Lodre specifically references an older video of Minaj backstage (“that you should all watch,” says Lorde) talking about the inherent sexism in the industry, where demanding men up are considered to be “bossing up,” while women are denigrated as “bitches” and simply “acting up.”
“Now when I come to a photoshoot – let it be of quality,” says Minaj of her demands that regularly have her pegged as a diva by press. “I put quality in what I do: I spend time, energy, effort, everything I have, every fibre of my being to give people quality,” refusing anything she sees as compromising that. “Lots of people ask me if being a female in the music industry is difficult. I think in some ways it is.”
“I identified with her so strongly when I saw that video,” writes Lorde of the footage. “I know what it’s like to walk on set and demand something of quality, and feel people thinking, ‘Oh, we’ve got a piece of work here.’ That’s just me trying to protect my image and my name. I sometimes think if I were a male musician, the reaction to such a basic request would be different.”
Echoing the poignant piece by CHVRCHES singer Lauren Mayberry in which she tackled sexism following a wave of online misogyny towards the Scottish synthpop trio, Lorde also writes: “lots of people ask me if being a female in the music industry is difficult. I think in some ways it is.”
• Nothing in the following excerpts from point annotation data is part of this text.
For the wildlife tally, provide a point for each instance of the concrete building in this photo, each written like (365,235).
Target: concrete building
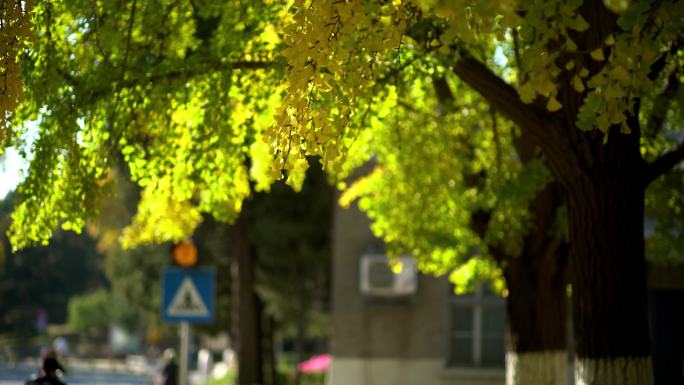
(412,329)
(406,330)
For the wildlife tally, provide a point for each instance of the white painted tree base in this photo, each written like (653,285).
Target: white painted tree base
(614,371)
(543,368)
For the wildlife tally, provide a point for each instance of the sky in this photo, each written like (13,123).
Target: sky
(12,165)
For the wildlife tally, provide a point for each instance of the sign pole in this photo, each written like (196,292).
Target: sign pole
(184,350)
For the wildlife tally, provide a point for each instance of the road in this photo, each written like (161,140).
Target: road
(18,375)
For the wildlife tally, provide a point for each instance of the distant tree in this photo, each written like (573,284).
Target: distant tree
(90,313)
(44,278)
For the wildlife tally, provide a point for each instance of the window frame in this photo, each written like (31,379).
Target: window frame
(476,301)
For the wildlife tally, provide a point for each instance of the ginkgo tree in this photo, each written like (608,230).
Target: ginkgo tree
(186,92)
(585,69)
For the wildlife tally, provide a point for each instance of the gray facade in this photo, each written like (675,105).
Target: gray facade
(399,341)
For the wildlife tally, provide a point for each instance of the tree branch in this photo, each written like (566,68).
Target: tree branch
(665,163)
(533,121)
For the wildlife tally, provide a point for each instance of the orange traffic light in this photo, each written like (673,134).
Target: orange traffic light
(185,254)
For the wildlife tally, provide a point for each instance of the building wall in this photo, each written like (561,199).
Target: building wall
(383,341)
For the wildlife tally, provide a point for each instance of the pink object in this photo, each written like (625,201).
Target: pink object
(315,364)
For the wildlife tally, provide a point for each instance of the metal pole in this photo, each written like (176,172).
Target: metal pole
(183,359)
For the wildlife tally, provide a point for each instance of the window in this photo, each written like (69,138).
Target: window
(477,330)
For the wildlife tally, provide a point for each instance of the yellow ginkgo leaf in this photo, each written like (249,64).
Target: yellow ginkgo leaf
(597,54)
(553,104)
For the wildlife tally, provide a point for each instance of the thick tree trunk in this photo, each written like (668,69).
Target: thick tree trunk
(606,212)
(245,308)
(537,300)
(536,310)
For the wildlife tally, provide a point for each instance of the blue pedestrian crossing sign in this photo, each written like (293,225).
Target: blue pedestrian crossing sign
(188,295)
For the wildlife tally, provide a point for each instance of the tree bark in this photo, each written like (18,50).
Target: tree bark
(537,300)
(606,215)
(245,308)
(536,311)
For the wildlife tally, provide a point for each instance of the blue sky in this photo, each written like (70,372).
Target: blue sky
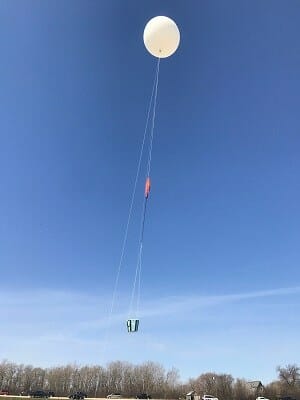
(221,279)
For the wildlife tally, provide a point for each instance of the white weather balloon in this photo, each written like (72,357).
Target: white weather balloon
(161,37)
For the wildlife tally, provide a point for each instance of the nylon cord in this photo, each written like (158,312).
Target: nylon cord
(129,214)
(140,253)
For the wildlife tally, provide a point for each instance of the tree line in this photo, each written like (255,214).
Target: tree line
(149,377)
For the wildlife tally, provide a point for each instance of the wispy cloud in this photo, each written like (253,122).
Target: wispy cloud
(55,327)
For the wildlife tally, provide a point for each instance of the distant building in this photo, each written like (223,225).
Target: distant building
(256,387)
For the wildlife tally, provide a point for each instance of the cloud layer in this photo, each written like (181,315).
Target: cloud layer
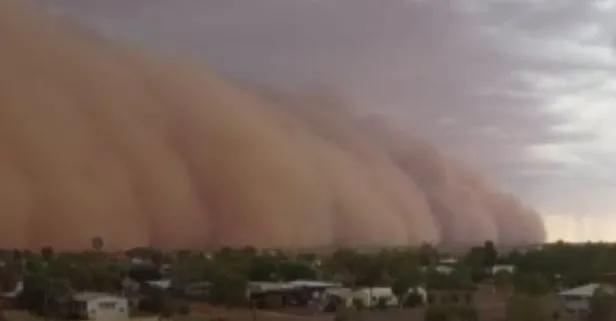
(525,89)
(136,150)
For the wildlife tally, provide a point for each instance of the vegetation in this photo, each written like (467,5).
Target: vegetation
(49,277)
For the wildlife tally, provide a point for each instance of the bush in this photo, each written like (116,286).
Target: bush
(437,314)
(412,300)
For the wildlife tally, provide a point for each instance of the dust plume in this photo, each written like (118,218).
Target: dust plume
(97,140)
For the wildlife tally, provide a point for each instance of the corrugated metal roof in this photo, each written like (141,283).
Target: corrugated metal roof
(89,296)
(587,290)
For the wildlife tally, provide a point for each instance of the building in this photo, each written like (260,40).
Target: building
(99,306)
(509,268)
(577,300)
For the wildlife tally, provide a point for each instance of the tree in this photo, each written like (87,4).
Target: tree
(525,308)
(47,254)
(534,284)
(405,279)
(428,255)
(290,270)
(503,280)
(602,306)
(97,243)
(490,254)
(228,287)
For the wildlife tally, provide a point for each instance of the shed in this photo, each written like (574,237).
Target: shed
(99,306)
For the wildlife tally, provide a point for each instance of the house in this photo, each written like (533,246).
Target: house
(577,300)
(7,299)
(370,297)
(502,268)
(99,306)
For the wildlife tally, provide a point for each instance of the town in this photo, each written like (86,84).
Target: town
(557,281)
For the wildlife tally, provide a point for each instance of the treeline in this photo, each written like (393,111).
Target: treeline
(48,275)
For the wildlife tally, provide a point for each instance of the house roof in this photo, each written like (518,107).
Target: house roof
(89,296)
(587,290)
(162,284)
(313,284)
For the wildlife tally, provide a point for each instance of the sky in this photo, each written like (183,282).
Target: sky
(523,89)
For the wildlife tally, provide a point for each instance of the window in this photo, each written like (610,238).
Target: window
(431,298)
(571,298)
(107,305)
(454,298)
(468,297)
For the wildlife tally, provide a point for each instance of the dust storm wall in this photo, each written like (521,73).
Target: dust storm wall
(97,140)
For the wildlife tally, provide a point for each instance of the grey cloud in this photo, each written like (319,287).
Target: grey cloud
(466,76)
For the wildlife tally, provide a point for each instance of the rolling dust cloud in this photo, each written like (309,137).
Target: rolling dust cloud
(97,140)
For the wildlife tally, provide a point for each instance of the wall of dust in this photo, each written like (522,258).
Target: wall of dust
(97,140)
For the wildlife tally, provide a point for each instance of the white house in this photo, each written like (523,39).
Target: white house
(503,268)
(99,306)
(577,300)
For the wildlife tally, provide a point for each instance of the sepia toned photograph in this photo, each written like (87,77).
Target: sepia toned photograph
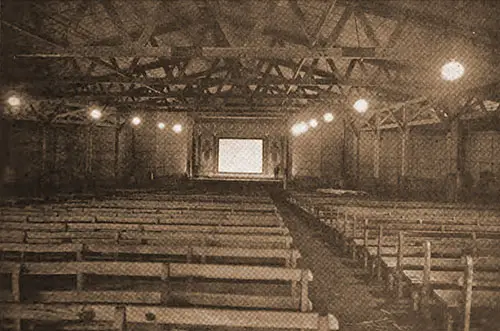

“Sometimes I feel so lonely I don’t want to do it any more. But truth is, I love what I do so much. I’ve never been so happy, or worked so hard… for all the moments I dislike, there are these moments where everything feels slow motion, full colour, sweet,” she explains, pointing towards her last-minute addition to Splendour in the Grass in July as one such moment.
Concluding her articulate Sunday Magazine feature, Lorde reminisces about the making of her ARIA-topping debut album, Pure Heroine, which by its creator’s own assessment “can be read as well as listened to, digested as well as danced to. I’m a singer, a performer, a popstar and a writer.”
“It’s the best thing I’ve ever made,” Lorde declares. “At the end of the lyric booklet inside Pure Heroine, there’s a portrait of me. I’m wearing a grey sweater, a silver chain. I’m not smiling. There’s a heavy, funereal black border. I showed this to my 11-year-old brother. He looked, and smiled at me, said: ‘About the author.’ I really like that,” writes the 16-year-old musician, his sibling’s comment triggering an epiphany: “[I] knew it would never be about zeroes. I’m not a spreadsheet with hair; will never be.”
Lorde arrives in Australia next week for a highly anticipated four-date tour before returning as part of the Laneway 2014 festival lineup in February 2014 alongside a strong female-centric lineup of Haim, Savages, Adalita, CHVRCHES, Warpaint, The Jezabels and many more.